Florence Gaub, auteure d’un article sur la Libye paru dans le numéro d’automne 2012 de Politique étrangère, a accepté de répondre à trois questions en exclusivité pour politique-etrangere.com.

L’article que vous avez écrit dans le numéro d’automne 2012 de Politique étrangère, soit un an après la chute de Mouammar Kadhafi, était intitulé « Libye, le rêve de Kadhafi devient-il réalité ? ». Qu’entendiez-vous par là ?

Kadhafi rêvait d’une société déhiérarchisée, sans institutions étatiques. Dans sa vision politique, les questions relevant de la vie commune devaient être réglées par un accord au plus bas niveau, dans les comités et commissions. Son rêve n’est pas devenu une réalité de son vivant, car la sécurité et la production du pétrole étaient restées entre les mains du régime. En 2012, après la chute de Kadhafi, non seulement les Libyens ont tout de suite formé plusieurs comités et commissions, mais une gestion locale de la sécurité et de la production pétrolière s’est mise en place. Voilà pourquoi j’ai écrit que la vision politique de Kadhafi est finalement devenue une réalité, bien que ce soit une réalité bien triste.

La situation en Libye est actuellement très confuse. Quels sont les principaux acteurs impliqués dans le conflit ?

Ils sont nombreux et portent en général plusieurs chapeaux. Il existe des clivages régionaux (Est-Ouest), politiques (ancien régime contre rebelles, islamistes contre « laïques »), tribaux… Le problème est que ces clivages ne sont pas nets, et qu’il n’y a donc pas (ou très peu) de possibilités d’alliances.
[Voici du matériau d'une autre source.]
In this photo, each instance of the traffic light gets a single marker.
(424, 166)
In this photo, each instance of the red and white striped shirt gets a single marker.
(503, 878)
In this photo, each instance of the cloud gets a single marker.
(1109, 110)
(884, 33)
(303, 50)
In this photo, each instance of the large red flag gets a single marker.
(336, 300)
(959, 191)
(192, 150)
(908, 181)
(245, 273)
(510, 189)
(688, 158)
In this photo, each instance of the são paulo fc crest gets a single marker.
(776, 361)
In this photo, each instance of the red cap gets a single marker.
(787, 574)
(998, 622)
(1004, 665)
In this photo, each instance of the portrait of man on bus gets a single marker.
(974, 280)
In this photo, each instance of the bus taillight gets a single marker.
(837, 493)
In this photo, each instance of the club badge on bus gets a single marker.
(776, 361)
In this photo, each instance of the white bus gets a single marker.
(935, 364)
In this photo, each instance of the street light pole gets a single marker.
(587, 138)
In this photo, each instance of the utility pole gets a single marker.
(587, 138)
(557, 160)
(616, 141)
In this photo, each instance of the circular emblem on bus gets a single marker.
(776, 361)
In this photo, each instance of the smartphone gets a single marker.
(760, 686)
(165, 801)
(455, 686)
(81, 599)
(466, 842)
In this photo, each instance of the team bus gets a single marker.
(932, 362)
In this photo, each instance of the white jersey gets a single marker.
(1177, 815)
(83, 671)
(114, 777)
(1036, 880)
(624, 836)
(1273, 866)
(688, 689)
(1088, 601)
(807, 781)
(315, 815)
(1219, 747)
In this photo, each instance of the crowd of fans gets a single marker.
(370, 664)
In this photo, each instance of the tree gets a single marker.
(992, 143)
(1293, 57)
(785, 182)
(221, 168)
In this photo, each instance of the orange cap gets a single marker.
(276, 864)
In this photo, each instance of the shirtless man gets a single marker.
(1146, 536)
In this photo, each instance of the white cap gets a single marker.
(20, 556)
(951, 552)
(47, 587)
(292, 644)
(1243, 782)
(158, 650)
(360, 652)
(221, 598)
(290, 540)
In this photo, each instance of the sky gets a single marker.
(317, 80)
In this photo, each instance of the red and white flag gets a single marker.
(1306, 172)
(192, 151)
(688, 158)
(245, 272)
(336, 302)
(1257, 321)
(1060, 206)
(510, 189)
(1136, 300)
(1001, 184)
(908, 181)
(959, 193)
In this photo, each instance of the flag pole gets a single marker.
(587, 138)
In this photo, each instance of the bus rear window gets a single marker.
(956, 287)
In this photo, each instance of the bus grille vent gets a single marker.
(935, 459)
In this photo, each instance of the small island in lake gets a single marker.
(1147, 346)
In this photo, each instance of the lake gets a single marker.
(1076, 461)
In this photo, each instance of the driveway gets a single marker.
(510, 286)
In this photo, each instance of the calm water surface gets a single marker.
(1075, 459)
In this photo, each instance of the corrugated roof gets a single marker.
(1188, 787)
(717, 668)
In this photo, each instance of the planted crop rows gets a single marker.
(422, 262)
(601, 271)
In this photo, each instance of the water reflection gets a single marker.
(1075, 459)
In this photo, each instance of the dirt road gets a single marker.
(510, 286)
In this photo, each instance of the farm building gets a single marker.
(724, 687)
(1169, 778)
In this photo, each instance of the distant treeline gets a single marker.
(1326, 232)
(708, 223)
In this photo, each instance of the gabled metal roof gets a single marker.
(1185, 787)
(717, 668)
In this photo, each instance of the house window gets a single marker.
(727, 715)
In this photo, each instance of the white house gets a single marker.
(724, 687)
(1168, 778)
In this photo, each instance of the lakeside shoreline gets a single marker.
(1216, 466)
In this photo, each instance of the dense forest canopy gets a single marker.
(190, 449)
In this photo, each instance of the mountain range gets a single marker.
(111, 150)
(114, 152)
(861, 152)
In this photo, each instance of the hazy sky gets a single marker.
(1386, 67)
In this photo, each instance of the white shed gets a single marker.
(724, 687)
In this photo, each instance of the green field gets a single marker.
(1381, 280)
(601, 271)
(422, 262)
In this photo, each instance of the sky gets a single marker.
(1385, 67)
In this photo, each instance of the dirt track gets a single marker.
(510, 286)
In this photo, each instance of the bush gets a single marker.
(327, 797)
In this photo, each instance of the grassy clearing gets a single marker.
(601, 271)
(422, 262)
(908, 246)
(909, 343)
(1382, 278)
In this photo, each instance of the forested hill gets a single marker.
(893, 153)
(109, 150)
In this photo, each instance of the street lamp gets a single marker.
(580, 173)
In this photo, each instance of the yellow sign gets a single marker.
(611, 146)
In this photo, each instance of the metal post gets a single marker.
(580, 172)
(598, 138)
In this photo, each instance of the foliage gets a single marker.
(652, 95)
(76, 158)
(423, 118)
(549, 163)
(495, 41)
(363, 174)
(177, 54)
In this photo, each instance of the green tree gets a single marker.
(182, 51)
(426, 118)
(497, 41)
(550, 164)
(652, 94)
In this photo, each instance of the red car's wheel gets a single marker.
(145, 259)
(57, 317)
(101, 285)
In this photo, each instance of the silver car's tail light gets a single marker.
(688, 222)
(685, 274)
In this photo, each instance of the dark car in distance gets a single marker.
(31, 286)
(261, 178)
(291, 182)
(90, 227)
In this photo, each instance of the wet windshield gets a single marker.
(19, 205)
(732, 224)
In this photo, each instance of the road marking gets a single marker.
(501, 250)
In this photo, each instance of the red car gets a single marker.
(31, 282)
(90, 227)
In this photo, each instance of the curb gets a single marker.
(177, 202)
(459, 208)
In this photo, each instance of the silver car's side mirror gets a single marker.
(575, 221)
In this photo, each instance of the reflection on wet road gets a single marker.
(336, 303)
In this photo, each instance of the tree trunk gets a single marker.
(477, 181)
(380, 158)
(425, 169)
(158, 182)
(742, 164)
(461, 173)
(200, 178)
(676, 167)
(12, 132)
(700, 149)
En résulte une sorte de déséquilibre de l’impuissance : personne n’est assez fort pour s’imposer, mais tous sont assez forts pour se nuire.

On peut par contre relever un problème fondamental : la loi d’isolement politique. Depuis le printemps 2013, elle exclut toute personne ayant participé de près ou de loin, à un poste politique ou administratif, au régime Kadhafi. Aucune différence n’est faite entre ceux qui ont réellement commis des crimes et ceux qui étaient de simples employés, ceux qui ont rejoint la révolution, ou même ceux qui ont fait défection (tels le général  Khalifa Haftar ou l’ancien président du Parlement Mohamed Youssef al-Megaryef). Ce clivage est central, car il déterminera à qui reviendra le pouvoir en Libye.

Selon vous, la communauté internationale devrait-elle intervenir davantage ? Et si oui, sous quelles formes ?

Cela dépend du résultat désiré. La Libye est en pleine chute, mais la sauver demande, au-delà de l’investissement politique déjà en place, un tel degré d’engagement que la situation n’est pour le moment pas « assez grave ». Cela peut paraître cynique, mais une intervention militaire sera, non seulement coûteuse et difficile à justifier, mais surtout incapable de résoudre le problème politique. Pour le moment, la meilleure chose à faire est de laisser Bernardino León, l’envoyé spécial de l’Organisation des nations unies (ONU), poursuivre son travail. Celui-ci tente de réunir les représentants libyens à Genève pour des négociations de réconciliation, mais sa tâche est difficile : la présence de Daesh et les problèmes de sécurité intérieure font que la situation évolue plus vite que les pourparlers.